Plusieurs autres maires ont été directement pris à partie pendant les violences. La nuit dernière, le véhicule de fonction du maire de La Riche, près de Tours en Indre-et-Loire, a subi un début d'incendie, a appris l'AFP de source policière. Dans le même secteur, le véhicule de l'édile DVD de Saint-Pierre-des-Corps avait aussi été pris pour cible quelques jours plus tôt. Dans une vidéo qui a fait le tour des réseaux sociaux dans la nuit de jeudi à vendredi, à retrouver en tête d'article, on aperçoit Emmanuel François se diriger impuissant vers sa voiture en flammes, tandis que plusieurs individus l'entourent et l'insultent, et que l'un d'entre eux saute même sur le pare-brise. Dans le département voisin du Maine-et-Loire, à Cholet, le maire Gilles Bourdouleix (DVD) a affirmé sur Twitter que son précédent domicile avait été "saccagé". "Tout a été détruit gratuitement", a-t-il fustigé.

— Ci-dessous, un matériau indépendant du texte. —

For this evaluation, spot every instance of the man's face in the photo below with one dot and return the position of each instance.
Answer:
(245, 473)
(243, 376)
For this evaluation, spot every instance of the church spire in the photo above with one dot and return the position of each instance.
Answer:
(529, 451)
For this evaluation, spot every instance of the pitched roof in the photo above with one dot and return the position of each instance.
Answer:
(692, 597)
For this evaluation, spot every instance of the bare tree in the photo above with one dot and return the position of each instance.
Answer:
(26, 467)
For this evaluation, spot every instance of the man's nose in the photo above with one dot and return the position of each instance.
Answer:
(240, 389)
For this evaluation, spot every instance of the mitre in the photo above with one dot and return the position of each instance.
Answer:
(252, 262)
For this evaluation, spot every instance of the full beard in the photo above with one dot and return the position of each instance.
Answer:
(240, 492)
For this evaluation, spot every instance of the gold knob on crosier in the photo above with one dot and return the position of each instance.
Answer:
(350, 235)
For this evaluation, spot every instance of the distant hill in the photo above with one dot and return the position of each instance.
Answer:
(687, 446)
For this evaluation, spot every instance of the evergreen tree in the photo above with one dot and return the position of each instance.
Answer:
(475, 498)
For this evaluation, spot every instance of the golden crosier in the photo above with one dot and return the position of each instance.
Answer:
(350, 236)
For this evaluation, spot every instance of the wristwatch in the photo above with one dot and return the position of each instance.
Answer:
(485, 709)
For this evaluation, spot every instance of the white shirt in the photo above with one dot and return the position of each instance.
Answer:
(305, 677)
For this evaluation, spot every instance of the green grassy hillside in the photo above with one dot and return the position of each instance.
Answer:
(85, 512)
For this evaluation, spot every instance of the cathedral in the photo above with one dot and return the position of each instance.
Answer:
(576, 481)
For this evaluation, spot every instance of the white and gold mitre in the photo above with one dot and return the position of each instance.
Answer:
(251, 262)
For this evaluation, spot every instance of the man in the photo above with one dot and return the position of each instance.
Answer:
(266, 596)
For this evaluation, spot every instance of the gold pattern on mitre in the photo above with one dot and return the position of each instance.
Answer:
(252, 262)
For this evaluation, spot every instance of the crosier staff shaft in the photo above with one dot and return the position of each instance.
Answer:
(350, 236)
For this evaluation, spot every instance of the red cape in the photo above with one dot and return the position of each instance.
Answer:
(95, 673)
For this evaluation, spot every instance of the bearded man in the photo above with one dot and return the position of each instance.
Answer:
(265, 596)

"La fin d'un état de grâce"
Du côté de Charleville-Mézières, dans les Ardennes, le maire LR Boris Ravignon a quant à lui essuyé des jets de bouteilles dans la nuit de vendredi à samedi, alors qu'il tentait d'éteindre un feu de poubelles, avec plusieurs autres élus. Aucun d'entre eux n'a été blessé, mais l'édile a porté plainte. Invité ce dimanche matin sur LCI, il a affirmé n'avoir jamais été agressé avant cet évènement. "Les maires ont été longtemps protégés de l'insécurité par leur statut, mais ce que nous vivons aujourd'hui c'est la fin de cet état de grâce", a-t-il analysé dans la vidéo ci-dessous. Revenant sur l'attaque contre le domicile de l'édile de l'Haÿ-les-Roses, il a aussi reconnu que celle-ci lui faisait "froid dans le dos". "On vit dans nos villes, beaucoup d'habitants savent à quel endroit nous vivons, avec notre famille et nos enfants. Voir que ces informations-là peuvent servir à tenter de porter atteinte à la vie de ses proches, c'est terriblement inquiétant et effrayant", a-t-il lâché.
Au-delà des atteintes directes contre des maires, leurs proches ou leurs propriétés, c'est aussi le symbole de leurs fonctions qui a été pris pour cible, à savoir les mairies. Au total, "147 mairies ou bâtiments municipaux ont été attaqués ces dernières heures, une première dans l'histoire du pays", a insisté sur TF1 David Lisnard.
Dans le Val-d'Oise, la mairie de Persan a été incendiée dans la nuit de vendredi à samedi. Dans le même département, du côté de Sannois, le maire DVD Bernard Jamet s'est lui-même interposé devant l'entrée de la mairie pour empêcher de jeunes individus de s'en prendre au bâtiment. Planté devant l'édifice, l'élu a évité de justesse des tirs de mortiers qui explosaient à quelques mètres de là. "J’ai crié très fort : Pas la mairie, pas la mairie ! J’ai bousculé un jeune. Un autre a dit 'C’est le maire !'. Ça a déclenché une envolée de moineaux, et la police est arrivée", a-t-il raconté au Parisien. "Clairement, si je ne suis pas là à ce moment-là, la mairie brûle. Il s’en est fallu de quelques secondes."
En réponse, le gouvernement affirme être à l'écoute des élus, et a apporté son soutien à l'édile de L'Haÿ-les-Roses. "Aucun maire ne sera laissé seul", a assuré la Première ministre Elisabeth Borne venue sur place, aux côtés du ministre de l'Intérieur Gérald Darmanin. De très nombreuses personnalités politiques de l'opposition ont également adressé un message de soutien à l'élu après l'attaque de son domicile. Depuis plusieurs mois déjà, le fléau des violences contre les élus a été mis en lumière, suite à la démission en mai de l'édile de Saint-Brévin-les-Pins, en Loire-Atlantique, après l'incendie de son domicile.